In the MoMA’s Atrium Marina Abramovic sits at a wooden table dressed in a high-necked, long-sleeved navy blue dress that gathers in a pool of fabric at her feet. She’s lit on all sides by 5ks – big, bright, hot lights. Her face is serene and statuesque, her gaze completely focused, and you’re welcome to take the chair on the other side of the table and sit with her for as long as you like.

Meanwhile the rest of her retrospective, “The Artist is Present,” is happening upstairs, and really, it’s a happening. Far more than pictures on a wall in a series of white rooms, there’s an energy and ‘aliveness’ to Abramovic’s work. No doubt this has a lot to do with the bevy of reperformers who recreate some of her more famous performances throughout the exhibition and whose nakedness seems to titillate everyone in the room. The famous entrance, for example, the narrow space between the two naked sentries through which one must pass in order to get to the rest of the exhibit, has visitors scratching their beards. Mostly, I think, because MoMA has democratically provided a second entrance without a clothing optional policy, and so visitors have to make a decision. “If I go through the second entrance, am I a wimp or a prude?” or “If I go through the first, which way do I face?” Once on the other side I watched an older woman slip through the two bodies and do a little victory dance.

It’s a fitting introduction to Abramovic’s work, which is less about putting on a show for a seated audience and more about physical, tangible human interaction and emotional transference. If this sounds like performance art mumbo jumbo to you, consider Abramovic’s total commitment to her work and her unbelievable discipline. During some performances, especially those that last several days, she fasts and doesn’t speak, as in “The House With Ocean View,” the 2002 piece in which she lived in a NY gallery for 12 days and was on view to the public for all of her daily functions.

Abramovic doesn’t show up and give a performance and then go home to her normal life. The performance is her life and her life is the performance. In fact there’s a good chance that as you’re reading this she’s sitting in MoMA looking into a stranger’s face, never breaking her gaze.
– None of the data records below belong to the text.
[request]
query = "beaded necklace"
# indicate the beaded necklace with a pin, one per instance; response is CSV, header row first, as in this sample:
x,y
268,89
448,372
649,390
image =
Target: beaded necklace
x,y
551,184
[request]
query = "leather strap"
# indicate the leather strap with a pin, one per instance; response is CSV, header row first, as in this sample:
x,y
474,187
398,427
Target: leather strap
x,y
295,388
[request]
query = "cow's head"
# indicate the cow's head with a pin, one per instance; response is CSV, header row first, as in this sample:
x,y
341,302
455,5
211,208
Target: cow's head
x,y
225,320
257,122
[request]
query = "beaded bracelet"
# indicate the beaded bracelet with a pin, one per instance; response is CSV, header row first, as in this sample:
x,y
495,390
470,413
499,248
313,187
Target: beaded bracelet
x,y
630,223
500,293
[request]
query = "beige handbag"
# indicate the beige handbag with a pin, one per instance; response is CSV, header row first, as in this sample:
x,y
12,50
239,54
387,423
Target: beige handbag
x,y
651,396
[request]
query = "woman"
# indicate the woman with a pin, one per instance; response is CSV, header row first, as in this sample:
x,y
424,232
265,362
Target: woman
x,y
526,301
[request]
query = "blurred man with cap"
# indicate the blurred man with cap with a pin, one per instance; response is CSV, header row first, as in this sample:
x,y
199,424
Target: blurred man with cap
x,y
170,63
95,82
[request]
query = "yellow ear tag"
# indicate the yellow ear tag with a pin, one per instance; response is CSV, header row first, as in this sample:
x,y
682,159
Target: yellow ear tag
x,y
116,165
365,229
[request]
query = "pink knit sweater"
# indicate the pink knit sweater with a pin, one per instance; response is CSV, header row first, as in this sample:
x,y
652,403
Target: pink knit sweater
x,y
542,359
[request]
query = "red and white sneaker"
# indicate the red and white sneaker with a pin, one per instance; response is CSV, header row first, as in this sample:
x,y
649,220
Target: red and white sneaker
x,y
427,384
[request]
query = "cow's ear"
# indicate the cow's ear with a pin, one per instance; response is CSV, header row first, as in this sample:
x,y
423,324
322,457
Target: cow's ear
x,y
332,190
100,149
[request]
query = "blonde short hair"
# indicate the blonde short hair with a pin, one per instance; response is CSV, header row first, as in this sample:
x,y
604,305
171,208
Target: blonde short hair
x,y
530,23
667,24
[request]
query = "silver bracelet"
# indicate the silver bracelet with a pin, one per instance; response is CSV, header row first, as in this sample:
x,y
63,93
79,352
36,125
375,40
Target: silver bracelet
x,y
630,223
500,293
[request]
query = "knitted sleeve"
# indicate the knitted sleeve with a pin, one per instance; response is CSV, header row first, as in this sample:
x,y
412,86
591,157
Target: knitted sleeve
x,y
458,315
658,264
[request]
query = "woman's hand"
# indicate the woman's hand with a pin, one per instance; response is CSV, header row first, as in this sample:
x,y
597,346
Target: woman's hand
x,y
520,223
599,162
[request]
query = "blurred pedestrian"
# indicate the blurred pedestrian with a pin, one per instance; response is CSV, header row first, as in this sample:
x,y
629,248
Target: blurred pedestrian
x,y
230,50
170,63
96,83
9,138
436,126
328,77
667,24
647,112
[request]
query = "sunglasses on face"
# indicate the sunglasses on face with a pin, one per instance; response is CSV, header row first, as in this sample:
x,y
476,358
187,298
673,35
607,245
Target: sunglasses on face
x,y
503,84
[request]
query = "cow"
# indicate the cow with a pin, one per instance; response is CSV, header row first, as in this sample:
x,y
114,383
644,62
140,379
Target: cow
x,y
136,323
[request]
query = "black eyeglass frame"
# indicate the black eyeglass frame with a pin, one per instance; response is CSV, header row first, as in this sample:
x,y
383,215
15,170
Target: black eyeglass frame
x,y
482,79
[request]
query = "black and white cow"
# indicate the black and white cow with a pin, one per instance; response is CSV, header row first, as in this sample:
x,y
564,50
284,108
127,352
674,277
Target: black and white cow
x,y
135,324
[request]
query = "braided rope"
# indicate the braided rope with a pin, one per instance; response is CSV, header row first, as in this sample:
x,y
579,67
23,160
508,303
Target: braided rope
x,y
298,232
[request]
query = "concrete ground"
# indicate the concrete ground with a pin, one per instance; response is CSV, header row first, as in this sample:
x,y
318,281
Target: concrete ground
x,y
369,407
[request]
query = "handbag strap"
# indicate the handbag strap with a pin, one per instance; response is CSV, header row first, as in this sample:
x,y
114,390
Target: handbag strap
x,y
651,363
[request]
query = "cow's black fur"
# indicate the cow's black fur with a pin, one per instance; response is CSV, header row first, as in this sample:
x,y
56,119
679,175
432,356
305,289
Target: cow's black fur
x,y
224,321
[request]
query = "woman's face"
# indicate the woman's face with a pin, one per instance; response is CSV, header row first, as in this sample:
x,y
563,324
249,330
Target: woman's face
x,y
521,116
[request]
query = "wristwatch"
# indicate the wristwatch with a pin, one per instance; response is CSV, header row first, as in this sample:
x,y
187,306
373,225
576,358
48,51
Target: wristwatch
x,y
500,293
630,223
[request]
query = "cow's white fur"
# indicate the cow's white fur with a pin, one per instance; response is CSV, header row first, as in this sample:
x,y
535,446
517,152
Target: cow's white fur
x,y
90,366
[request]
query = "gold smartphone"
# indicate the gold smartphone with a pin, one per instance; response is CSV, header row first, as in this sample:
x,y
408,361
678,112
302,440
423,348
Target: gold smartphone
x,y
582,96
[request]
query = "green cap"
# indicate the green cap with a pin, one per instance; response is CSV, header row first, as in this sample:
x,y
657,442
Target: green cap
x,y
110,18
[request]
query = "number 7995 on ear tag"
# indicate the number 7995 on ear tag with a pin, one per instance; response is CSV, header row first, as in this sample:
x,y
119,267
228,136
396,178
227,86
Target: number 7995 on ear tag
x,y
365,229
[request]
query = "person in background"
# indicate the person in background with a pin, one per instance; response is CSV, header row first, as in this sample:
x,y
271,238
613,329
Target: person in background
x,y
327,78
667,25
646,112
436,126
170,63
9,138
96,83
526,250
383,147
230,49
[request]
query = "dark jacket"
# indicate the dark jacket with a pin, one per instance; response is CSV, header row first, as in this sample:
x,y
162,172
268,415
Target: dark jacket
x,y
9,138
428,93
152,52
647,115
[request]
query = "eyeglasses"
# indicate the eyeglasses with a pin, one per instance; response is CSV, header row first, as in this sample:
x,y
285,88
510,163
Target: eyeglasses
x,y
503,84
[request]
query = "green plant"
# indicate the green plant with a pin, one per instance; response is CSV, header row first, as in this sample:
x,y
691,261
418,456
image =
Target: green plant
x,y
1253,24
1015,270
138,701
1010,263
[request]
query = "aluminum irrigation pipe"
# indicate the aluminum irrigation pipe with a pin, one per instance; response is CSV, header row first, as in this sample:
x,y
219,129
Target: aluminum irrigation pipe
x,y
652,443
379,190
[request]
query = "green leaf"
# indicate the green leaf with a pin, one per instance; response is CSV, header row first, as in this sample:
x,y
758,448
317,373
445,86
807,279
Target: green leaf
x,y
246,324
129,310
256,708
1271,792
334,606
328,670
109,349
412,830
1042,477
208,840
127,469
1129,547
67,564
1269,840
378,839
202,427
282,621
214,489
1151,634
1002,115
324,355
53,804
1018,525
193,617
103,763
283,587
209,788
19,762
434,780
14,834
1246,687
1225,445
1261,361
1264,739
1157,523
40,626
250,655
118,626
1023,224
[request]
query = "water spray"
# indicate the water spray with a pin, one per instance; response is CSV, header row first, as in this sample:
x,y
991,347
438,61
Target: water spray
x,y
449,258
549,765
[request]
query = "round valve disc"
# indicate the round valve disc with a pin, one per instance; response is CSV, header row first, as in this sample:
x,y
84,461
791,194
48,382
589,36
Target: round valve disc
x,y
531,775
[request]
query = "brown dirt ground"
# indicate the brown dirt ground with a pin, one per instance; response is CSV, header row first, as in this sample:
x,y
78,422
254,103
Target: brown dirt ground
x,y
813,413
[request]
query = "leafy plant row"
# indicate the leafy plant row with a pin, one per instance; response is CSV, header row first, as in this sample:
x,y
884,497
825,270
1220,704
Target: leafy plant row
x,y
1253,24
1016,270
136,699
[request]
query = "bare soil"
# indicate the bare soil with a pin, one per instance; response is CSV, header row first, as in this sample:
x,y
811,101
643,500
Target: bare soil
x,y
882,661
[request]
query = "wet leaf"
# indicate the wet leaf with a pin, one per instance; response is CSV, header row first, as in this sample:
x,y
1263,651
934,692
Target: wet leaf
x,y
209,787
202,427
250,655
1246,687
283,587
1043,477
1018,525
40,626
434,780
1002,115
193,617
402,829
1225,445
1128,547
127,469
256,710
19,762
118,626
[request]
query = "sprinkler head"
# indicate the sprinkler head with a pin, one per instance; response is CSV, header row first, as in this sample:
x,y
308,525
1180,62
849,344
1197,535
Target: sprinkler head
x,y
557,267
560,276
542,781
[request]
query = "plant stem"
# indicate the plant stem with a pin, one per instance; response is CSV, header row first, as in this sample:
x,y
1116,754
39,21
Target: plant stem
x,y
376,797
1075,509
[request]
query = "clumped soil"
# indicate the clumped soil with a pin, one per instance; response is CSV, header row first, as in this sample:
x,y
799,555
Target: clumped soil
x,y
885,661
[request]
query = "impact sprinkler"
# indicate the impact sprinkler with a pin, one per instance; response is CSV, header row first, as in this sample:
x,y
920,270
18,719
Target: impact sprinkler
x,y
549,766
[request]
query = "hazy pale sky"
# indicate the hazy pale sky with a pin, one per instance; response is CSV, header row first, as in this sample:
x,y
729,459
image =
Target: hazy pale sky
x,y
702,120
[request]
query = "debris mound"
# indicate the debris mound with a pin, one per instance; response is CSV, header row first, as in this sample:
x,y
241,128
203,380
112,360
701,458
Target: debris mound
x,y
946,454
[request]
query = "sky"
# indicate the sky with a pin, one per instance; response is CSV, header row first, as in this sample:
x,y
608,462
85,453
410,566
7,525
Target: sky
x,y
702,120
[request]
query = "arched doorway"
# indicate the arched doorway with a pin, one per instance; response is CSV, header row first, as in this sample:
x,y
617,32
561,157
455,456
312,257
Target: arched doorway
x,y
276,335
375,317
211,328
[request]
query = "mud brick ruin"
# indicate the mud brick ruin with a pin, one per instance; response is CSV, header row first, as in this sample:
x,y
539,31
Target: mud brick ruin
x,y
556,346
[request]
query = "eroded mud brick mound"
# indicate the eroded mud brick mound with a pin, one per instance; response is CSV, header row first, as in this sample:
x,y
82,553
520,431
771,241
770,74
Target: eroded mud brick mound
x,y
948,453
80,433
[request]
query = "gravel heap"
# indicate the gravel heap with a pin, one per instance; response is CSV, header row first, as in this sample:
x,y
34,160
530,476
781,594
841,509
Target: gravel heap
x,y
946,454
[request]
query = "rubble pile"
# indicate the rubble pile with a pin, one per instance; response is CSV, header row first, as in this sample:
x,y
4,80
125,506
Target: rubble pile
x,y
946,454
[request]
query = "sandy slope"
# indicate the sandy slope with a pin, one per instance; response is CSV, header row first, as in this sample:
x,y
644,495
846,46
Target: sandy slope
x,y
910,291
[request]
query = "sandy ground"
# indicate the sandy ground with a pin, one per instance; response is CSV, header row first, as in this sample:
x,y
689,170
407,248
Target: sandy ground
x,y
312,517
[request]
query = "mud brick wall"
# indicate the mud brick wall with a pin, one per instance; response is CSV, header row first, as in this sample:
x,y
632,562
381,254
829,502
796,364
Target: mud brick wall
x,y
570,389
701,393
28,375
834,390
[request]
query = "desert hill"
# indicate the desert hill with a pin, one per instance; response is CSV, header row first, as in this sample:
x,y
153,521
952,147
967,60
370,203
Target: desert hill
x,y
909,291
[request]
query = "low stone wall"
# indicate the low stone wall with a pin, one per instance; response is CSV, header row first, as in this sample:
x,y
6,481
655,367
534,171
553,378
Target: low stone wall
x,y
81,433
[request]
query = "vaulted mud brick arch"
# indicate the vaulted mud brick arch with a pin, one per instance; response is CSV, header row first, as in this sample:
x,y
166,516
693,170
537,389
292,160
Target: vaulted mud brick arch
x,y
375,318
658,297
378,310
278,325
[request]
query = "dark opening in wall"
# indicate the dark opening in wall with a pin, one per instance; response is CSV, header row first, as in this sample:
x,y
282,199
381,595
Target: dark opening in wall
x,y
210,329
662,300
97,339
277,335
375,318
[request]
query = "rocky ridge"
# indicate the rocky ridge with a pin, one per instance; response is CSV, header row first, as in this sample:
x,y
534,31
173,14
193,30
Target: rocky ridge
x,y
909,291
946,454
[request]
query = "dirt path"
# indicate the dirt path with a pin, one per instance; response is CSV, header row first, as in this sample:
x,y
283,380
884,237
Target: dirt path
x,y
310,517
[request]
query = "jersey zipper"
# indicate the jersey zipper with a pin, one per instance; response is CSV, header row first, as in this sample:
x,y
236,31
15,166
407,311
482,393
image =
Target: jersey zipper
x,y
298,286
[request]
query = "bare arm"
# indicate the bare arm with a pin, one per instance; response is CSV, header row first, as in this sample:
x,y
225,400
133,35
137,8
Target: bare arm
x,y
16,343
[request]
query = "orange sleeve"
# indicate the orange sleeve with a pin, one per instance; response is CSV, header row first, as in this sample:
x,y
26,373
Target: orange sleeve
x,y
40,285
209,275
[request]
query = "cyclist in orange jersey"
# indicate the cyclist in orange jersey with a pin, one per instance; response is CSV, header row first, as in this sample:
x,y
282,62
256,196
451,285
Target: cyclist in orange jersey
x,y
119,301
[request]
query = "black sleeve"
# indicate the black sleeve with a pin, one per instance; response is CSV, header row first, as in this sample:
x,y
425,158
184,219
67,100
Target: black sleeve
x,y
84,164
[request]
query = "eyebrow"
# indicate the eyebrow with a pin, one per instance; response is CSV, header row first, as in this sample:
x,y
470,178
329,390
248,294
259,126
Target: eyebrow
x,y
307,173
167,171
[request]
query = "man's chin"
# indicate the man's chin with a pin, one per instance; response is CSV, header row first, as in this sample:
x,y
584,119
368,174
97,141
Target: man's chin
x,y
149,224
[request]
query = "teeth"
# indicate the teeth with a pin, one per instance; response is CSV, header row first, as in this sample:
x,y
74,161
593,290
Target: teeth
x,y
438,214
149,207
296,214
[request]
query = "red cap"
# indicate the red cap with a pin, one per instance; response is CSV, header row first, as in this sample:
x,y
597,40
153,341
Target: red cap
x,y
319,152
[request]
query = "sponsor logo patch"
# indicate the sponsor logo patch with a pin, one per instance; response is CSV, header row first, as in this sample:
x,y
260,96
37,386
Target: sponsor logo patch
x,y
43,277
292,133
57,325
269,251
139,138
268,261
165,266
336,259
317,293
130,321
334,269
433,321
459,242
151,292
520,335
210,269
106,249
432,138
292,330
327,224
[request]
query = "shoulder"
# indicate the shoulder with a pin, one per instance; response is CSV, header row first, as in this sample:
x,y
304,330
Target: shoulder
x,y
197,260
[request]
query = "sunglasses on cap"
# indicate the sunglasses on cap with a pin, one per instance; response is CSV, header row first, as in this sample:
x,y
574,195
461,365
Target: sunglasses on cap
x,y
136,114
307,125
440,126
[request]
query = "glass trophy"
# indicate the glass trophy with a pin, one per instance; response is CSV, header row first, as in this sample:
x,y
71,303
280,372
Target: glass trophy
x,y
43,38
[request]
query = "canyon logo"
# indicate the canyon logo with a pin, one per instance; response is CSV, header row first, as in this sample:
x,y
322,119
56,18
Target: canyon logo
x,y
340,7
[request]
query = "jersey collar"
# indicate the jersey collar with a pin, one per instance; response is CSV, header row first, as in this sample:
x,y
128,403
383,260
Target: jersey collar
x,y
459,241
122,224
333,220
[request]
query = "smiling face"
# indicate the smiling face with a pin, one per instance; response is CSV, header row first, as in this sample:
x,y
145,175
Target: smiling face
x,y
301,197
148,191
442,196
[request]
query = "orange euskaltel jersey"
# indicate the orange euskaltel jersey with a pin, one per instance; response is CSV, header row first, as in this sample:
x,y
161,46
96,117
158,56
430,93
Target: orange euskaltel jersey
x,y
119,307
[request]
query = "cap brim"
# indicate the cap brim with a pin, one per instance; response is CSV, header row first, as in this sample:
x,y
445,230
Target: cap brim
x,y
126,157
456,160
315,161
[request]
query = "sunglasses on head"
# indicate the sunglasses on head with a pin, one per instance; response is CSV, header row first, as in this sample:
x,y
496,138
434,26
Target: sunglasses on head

And when you finish reading and go on to something else, when you’re at work and when you go home afterwards and eat your dinner, she’ll still be there. And if at any point you’re not sure, you can even watch her. It’s a commitment to her art that is admittedly tiring to watch but thrilling to witness, and if you accept her invitation to participate in it with her it’s an experience that cannot be put into words, which is, of course, her intention.

Marina Abramovic: The Artist is Present at MoMA until May 31, 2010.